Many borrowers, for example, may have listed more payroll costs on their forgiveness applications than were necessary to receive full forgiveness. They also may have chosen not to include non-payroll costs otherwise eligible for forgiveness because the payroll costs on their own got them full forgiveness. In light of the changes, the same borrower may have paid enough wages to be eligible for both the ERC and PPP forgiveness for different wages. Whether this is possible is a question that must be answered and detailed by the IRS. The AICPA has written a letter asking Treasury to resolve these questions in a taxpayer-friendly manner, in keeping with the intent of the COVID-19 relief laws.

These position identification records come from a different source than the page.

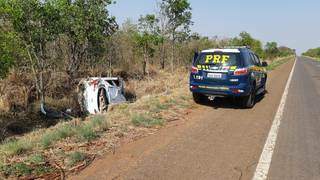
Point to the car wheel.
(199, 98)
(250, 100)
(103, 102)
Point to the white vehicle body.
(96, 93)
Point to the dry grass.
(161, 99)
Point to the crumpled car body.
(95, 94)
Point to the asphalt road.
(217, 141)
(297, 151)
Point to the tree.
(178, 13)
(271, 49)
(35, 24)
(148, 37)
(86, 24)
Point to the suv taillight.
(241, 71)
(194, 70)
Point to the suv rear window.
(218, 59)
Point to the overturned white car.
(97, 93)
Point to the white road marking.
(263, 166)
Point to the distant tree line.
(315, 53)
(79, 38)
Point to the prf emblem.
(217, 59)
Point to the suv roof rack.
(236, 47)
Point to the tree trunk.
(145, 61)
(162, 56)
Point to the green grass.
(18, 169)
(277, 63)
(146, 121)
(15, 147)
(87, 133)
(55, 135)
(36, 159)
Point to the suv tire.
(250, 100)
(199, 98)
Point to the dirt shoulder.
(217, 140)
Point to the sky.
(292, 23)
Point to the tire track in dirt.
(214, 141)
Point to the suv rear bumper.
(242, 89)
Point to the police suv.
(228, 72)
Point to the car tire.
(249, 101)
(199, 98)
(103, 101)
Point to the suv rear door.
(216, 67)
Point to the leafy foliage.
(315, 53)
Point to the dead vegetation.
(70, 146)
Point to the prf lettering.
(216, 59)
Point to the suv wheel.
(250, 100)
(199, 98)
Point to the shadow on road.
(229, 102)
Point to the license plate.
(214, 75)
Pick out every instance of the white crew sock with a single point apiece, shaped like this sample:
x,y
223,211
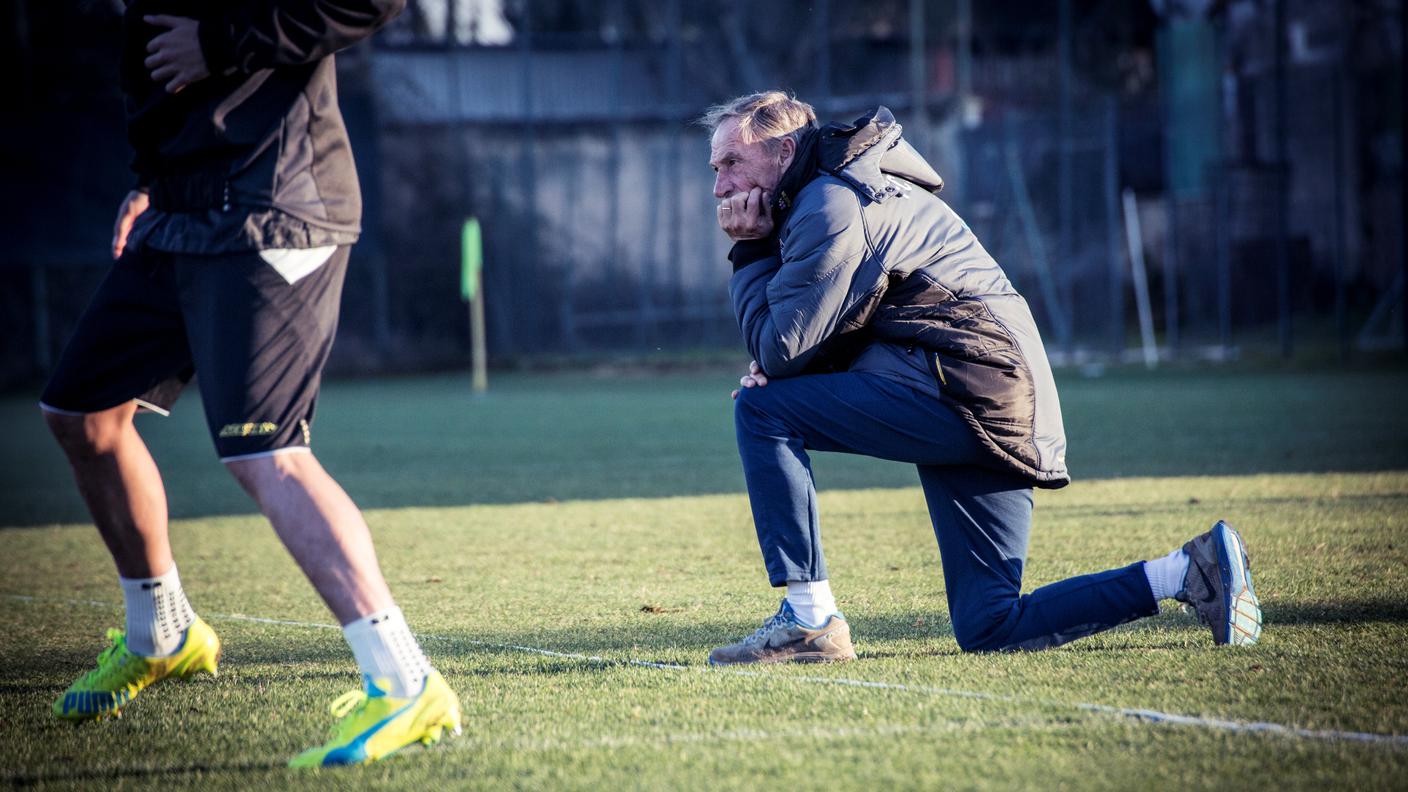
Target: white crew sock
x,y
156,613
1166,574
811,602
385,648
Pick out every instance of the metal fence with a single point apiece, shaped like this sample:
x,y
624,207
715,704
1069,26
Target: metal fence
x,y
1231,185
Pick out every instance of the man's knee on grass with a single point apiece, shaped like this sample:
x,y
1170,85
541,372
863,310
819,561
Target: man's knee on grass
x,y
265,474
983,630
756,409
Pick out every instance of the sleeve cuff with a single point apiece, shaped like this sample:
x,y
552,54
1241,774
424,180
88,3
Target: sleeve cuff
x,y
748,251
216,45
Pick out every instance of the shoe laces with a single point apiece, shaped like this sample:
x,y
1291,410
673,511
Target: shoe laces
x,y
345,709
110,661
773,622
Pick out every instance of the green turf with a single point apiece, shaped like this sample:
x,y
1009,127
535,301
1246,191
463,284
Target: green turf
x,y
601,517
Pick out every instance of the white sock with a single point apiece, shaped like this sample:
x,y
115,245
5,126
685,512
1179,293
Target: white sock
x,y
386,650
1166,574
811,602
156,613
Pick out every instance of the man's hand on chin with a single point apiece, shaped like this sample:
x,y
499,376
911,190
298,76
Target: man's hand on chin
x,y
746,216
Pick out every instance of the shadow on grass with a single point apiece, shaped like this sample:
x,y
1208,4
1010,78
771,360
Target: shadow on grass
x,y
1343,612
154,772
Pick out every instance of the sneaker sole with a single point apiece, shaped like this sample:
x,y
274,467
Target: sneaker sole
x,y
779,660
1243,610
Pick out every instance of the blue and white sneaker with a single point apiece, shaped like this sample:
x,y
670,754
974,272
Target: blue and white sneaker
x,y
1218,586
783,639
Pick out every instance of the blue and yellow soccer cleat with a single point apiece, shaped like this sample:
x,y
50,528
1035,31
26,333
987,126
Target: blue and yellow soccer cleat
x,y
1218,586
373,725
120,674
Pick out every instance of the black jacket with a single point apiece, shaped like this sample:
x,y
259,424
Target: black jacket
x,y
255,155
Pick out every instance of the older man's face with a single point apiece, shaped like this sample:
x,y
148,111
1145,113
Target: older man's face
x,y
741,165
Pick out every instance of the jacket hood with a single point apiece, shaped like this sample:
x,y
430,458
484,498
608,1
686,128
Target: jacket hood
x,y
870,150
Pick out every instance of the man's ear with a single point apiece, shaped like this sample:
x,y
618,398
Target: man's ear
x,y
789,150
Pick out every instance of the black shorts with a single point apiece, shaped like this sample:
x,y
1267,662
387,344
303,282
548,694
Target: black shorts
x,y
256,340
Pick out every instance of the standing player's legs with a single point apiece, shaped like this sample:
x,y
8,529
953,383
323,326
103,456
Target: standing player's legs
x,y
261,327
120,485
128,351
323,530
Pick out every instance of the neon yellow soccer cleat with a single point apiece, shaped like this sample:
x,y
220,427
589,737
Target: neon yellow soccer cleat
x,y
120,674
373,725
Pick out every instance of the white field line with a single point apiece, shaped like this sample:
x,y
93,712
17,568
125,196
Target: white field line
x,y
1144,715
738,736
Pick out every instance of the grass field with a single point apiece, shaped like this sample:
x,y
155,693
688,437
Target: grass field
x,y
572,546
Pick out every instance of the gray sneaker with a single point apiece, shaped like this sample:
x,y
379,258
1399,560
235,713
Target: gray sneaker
x,y
1218,586
782,639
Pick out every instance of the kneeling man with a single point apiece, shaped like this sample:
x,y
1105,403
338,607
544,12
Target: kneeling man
x,y
880,326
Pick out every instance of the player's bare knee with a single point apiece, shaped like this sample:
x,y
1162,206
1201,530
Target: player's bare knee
x,y
89,433
258,474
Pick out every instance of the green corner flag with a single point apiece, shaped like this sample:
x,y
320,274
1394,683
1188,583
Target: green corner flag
x,y
472,260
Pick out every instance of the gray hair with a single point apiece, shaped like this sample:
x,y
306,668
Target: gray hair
x,y
763,117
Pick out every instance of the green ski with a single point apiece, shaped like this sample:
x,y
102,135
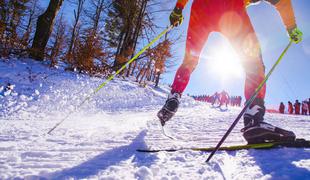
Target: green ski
x,y
298,143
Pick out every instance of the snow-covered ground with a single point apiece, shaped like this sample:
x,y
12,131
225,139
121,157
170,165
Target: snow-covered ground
x,y
99,141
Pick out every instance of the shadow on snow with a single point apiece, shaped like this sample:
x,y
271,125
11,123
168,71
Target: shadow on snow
x,y
109,158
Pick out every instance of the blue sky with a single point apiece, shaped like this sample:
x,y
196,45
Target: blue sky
x,y
291,79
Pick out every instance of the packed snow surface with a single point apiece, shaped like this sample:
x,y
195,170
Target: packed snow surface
x,y
99,140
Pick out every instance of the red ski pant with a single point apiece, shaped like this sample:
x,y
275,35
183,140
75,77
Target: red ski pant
x,y
230,18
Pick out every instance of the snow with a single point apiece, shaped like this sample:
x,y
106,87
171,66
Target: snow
x,y
100,139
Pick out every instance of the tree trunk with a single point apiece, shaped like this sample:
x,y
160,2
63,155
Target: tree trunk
x,y
157,79
43,30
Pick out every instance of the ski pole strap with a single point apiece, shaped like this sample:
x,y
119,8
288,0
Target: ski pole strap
x,y
249,102
111,77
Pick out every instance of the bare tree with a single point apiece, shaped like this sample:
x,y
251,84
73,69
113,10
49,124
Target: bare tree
x,y
58,38
75,29
43,30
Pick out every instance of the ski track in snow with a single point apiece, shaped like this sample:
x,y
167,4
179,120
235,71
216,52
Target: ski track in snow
x,y
99,141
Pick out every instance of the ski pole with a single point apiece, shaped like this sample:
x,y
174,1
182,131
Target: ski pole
x,y
249,102
111,77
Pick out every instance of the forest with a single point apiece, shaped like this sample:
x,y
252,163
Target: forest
x,y
95,37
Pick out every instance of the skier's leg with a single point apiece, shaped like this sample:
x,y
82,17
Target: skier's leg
x,y
246,44
198,32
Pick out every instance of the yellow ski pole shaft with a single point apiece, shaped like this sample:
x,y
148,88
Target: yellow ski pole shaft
x,y
111,77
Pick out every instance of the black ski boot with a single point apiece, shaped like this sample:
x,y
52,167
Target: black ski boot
x,y
169,109
257,131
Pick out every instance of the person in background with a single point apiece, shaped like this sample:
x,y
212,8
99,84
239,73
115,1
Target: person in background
x,y
281,108
309,106
304,108
224,98
290,107
297,107
231,19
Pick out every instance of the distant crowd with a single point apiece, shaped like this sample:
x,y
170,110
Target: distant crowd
x,y
302,108
220,99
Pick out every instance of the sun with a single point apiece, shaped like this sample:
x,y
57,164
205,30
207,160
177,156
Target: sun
x,y
224,62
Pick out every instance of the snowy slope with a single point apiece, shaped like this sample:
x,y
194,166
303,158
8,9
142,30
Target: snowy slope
x,y
100,140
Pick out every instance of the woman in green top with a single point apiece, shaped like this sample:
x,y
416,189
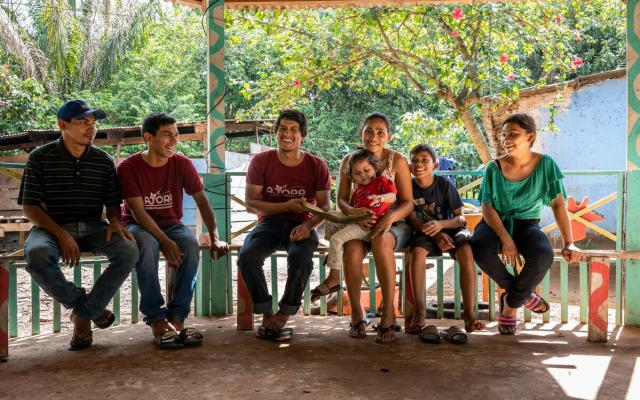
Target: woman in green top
x,y
514,190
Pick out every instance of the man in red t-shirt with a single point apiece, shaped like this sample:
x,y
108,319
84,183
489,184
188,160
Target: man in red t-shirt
x,y
278,181
152,183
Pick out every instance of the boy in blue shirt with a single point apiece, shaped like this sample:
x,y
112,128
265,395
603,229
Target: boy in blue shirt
x,y
439,225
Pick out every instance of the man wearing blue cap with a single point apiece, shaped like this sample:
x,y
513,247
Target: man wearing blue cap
x,y
65,186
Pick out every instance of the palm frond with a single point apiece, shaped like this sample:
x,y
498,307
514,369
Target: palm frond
x,y
34,63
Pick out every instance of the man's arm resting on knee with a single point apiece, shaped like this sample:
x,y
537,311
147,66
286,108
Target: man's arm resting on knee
x,y
169,248
69,249
218,247
255,204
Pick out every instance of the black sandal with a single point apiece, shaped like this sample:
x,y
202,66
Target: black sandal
x,y
359,329
275,334
190,336
455,335
105,319
429,334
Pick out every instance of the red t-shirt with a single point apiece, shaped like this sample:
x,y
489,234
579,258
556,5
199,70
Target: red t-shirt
x,y
281,183
380,185
161,188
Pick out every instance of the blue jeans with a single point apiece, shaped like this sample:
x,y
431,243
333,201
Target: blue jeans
x,y
42,255
151,300
263,240
532,244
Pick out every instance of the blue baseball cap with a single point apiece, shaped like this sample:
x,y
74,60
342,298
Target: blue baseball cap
x,y
77,109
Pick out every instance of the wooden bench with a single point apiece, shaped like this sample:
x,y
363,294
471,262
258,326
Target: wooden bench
x,y
598,321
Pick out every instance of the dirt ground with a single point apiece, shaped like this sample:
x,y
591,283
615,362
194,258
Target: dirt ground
x,y
321,362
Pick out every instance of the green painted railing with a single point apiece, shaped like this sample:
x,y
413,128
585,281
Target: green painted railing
x,y
208,289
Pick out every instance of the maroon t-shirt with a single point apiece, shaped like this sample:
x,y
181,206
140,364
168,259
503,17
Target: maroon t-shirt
x,y
281,183
161,188
380,185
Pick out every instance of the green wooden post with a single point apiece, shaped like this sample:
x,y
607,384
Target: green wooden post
x,y
372,286
214,147
584,292
274,282
564,291
13,301
440,285
457,310
631,210
116,307
77,275
56,316
134,298
546,286
217,271
323,273
35,308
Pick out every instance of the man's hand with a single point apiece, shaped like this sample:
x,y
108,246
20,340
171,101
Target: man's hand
x,y
431,228
218,249
444,241
382,226
295,205
571,252
172,253
117,228
300,232
69,249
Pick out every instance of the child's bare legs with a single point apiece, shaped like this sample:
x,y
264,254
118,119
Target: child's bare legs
x,y
464,255
417,271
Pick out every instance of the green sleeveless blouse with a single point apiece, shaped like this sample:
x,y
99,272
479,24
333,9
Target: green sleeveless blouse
x,y
523,199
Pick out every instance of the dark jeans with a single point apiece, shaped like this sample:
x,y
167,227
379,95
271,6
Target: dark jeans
x,y
533,245
263,240
42,253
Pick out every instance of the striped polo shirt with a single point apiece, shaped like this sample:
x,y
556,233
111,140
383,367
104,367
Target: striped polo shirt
x,y
69,189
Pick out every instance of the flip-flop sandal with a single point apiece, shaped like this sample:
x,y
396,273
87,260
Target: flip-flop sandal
x,y
275,334
390,331
429,334
105,319
169,340
359,329
190,336
534,303
396,327
506,325
323,290
80,343
455,335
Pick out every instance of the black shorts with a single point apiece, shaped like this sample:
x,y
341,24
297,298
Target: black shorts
x,y
460,237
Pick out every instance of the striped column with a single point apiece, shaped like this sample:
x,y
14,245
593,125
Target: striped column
x,y
4,311
598,299
632,212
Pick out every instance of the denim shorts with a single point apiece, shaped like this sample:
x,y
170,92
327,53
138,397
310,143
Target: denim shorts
x,y
460,236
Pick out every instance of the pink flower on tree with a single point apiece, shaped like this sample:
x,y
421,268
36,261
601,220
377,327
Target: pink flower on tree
x,y
577,63
457,14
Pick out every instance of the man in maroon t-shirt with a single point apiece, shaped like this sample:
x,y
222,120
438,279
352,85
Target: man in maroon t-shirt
x,y
152,183
278,181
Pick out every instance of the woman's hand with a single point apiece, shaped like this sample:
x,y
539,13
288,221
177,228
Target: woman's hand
x,y
510,254
382,226
571,252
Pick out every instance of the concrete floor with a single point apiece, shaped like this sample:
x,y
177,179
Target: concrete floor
x,y
322,362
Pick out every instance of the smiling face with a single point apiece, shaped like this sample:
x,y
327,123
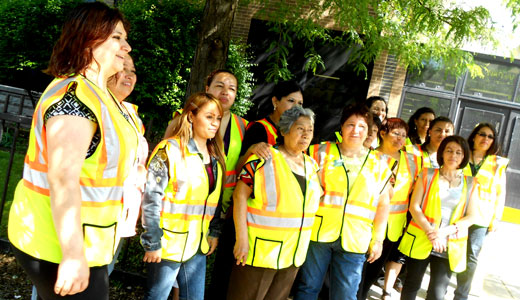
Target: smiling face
x,y
395,139
423,123
207,121
379,108
224,88
110,55
483,139
122,84
439,132
453,155
287,102
354,131
300,135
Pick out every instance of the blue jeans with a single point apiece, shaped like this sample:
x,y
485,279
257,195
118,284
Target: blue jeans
x,y
476,235
345,272
440,275
190,275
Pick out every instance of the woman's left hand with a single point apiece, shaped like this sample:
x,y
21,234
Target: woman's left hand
x,y
374,251
213,242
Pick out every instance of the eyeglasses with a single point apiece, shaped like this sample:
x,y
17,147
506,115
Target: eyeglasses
x,y
397,134
483,135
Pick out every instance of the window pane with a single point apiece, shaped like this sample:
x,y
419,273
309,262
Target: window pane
x,y
412,101
499,82
432,76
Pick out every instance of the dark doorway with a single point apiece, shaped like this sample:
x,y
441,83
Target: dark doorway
x,y
325,92
507,124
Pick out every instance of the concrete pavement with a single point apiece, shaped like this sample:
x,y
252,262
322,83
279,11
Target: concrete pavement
x,y
498,272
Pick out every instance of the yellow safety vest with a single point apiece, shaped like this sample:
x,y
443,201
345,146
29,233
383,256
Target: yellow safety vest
x,y
490,177
31,227
415,243
187,208
236,136
422,155
272,132
237,131
407,171
343,213
280,217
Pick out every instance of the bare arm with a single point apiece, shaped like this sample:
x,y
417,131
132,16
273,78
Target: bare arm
x,y
68,139
240,196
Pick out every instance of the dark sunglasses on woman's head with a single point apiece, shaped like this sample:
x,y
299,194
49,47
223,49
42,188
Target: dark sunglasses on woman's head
x,y
489,136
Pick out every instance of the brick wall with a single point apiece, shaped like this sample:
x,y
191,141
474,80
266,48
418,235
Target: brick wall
x,y
388,75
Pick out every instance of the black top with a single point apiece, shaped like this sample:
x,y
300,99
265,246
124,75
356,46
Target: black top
x,y
255,134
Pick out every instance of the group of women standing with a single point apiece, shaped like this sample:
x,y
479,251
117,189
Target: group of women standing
x,y
286,214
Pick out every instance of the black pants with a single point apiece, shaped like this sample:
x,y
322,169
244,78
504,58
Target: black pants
x,y
224,262
440,275
43,275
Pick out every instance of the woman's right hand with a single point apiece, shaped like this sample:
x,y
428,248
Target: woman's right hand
x,y
152,256
241,250
73,276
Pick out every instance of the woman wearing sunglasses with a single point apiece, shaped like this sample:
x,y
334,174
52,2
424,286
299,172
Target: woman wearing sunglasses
x,y
490,171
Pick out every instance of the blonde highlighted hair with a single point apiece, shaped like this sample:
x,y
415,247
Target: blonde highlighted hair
x,y
184,127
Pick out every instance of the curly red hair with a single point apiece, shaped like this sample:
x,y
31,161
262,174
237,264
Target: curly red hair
x,y
87,27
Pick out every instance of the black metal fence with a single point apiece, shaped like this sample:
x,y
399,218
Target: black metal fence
x,y
16,110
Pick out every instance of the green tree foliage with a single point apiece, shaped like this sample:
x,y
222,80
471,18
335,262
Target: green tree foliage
x,y
163,37
29,30
239,62
413,30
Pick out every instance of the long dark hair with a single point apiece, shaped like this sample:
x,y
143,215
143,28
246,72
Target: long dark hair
x,y
412,132
87,27
494,148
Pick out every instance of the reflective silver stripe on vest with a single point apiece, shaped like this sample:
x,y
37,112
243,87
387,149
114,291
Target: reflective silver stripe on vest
x,y
109,136
360,211
398,207
181,178
101,194
88,193
279,222
270,185
188,209
332,200
231,179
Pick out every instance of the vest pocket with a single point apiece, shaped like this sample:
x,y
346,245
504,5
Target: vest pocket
x,y
99,243
267,253
174,244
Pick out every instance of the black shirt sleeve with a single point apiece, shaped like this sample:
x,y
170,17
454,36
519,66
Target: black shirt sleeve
x,y
254,135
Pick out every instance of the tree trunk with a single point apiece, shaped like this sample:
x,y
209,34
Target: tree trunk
x,y
213,44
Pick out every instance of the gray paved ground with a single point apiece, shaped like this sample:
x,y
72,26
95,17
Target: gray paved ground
x,y
498,273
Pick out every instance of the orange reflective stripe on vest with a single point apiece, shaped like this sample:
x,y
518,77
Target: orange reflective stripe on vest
x,y
280,217
415,243
101,179
237,131
355,208
187,208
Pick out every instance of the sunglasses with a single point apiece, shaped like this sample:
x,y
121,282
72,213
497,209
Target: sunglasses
x,y
483,135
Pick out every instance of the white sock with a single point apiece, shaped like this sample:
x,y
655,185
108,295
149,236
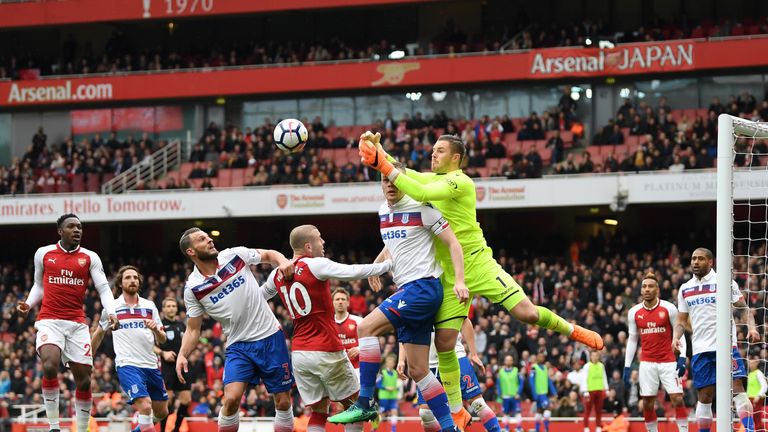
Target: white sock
x,y
284,420
83,413
145,423
51,403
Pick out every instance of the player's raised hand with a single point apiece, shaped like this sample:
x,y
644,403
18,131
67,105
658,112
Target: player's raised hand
x,y
676,346
286,269
375,283
461,291
753,335
473,358
374,157
181,366
113,322
168,356
22,308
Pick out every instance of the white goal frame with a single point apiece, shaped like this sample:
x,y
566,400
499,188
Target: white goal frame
x,y
727,126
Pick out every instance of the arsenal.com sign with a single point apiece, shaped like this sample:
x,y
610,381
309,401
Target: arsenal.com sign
x,y
643,58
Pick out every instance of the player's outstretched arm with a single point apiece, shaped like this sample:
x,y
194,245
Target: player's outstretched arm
x,y
36,293
277,259
457,259
325,269
678,331
105,293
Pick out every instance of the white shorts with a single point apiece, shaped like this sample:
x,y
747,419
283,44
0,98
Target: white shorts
x,y
72,338
651,374
324,374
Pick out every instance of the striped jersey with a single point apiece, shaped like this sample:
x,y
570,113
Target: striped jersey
x,y
697,298
408,229
232,297
133,341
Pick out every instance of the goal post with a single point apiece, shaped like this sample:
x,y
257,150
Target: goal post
x,y
730,131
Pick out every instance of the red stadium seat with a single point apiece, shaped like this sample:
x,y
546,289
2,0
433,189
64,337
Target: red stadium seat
x,y
224,178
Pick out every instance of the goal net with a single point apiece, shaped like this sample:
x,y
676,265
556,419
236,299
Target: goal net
x,y
742,237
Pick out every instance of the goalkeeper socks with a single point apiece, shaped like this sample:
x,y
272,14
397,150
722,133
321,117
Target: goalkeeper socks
x,y
552,321
370,360
51,401
704,416
230,423
450,375
486,414
744,410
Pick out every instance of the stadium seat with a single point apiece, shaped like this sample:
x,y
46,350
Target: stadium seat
x,y
224,178
78,183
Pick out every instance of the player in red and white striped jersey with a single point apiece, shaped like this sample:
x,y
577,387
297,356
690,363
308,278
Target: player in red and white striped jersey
x,y
63,271
652,320
320,361
346,323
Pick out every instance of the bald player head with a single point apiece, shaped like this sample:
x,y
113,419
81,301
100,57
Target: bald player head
x,y
306,241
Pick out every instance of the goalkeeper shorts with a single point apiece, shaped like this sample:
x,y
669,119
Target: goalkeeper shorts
x,y
484,277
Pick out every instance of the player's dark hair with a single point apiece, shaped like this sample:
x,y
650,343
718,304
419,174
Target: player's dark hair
x,y
121,272
170,299
651,275
185,241
340,290
707,252
64,217
457,145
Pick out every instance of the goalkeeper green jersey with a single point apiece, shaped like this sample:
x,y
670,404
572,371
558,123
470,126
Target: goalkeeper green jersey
x,y
454,195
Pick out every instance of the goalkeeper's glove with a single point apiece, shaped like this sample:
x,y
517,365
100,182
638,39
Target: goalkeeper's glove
x,y
375,158
627,372
680,366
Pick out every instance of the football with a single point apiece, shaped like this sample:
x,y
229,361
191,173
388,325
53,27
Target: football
x,y
290,135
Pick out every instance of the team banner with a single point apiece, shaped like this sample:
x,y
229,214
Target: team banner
x,y
629,59
37,13
366,198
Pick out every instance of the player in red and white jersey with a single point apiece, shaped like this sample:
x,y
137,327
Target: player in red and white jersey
x,y
223,287
652,320
346,324
320,363
63,271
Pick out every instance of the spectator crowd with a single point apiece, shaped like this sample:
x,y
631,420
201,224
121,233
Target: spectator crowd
x,y
595,285
642,137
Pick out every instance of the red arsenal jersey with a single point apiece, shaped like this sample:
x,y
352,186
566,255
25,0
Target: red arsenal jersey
x,y
308,300
654,327
347,329
64,277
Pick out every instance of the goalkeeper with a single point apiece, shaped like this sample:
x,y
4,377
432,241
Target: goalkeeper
x,y
452,192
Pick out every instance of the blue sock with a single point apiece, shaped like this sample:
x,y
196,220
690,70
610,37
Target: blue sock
x,y
370,360
434,395
749,424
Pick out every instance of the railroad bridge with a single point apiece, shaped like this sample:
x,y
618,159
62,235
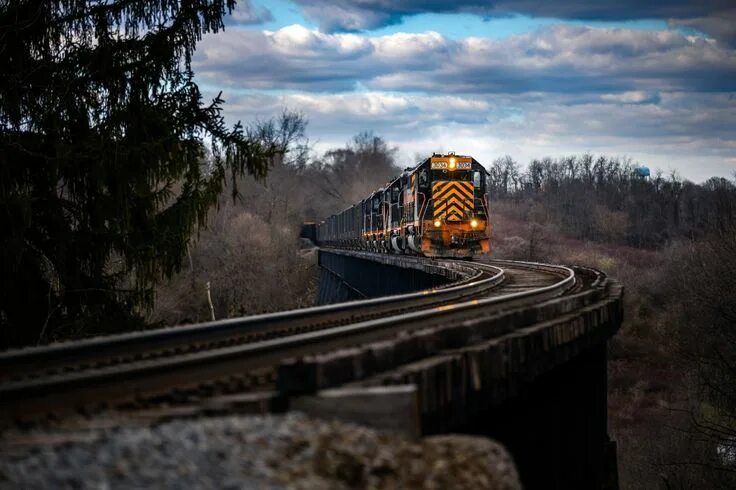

Until these and other questions are answered, impacted borrowers should likely wait to claim the ERC. In the meantime, get your spreadsheets ready! Claiming the PPP, ERC, and other credits will require some careful allocation of wages. We are hoping guidance issues quickly. We are also watching pending legislation that would extend this generous credit through December 31, 2021.

 

[i] This is the IRS summary of IRC § 51(i)(1) which states, “No wages shall be taken into account under subsection (a) with respect to an individual who—A) bears any of the relationships described in subparagraphs (A) through (G) of section 152(d)(2) to the taxpayer, or, if the taxpayer is a corporation, to an individual who owns, directly or indirectly, more than 50 percent in value of the outstanding stock of the corporation, or, if the taxpayer is an entity other than a corporation, to any individual who owns, directly or indirectly, more than 50 percent of the capital and profits interests in the entity (determined with the application of section 267(c)).”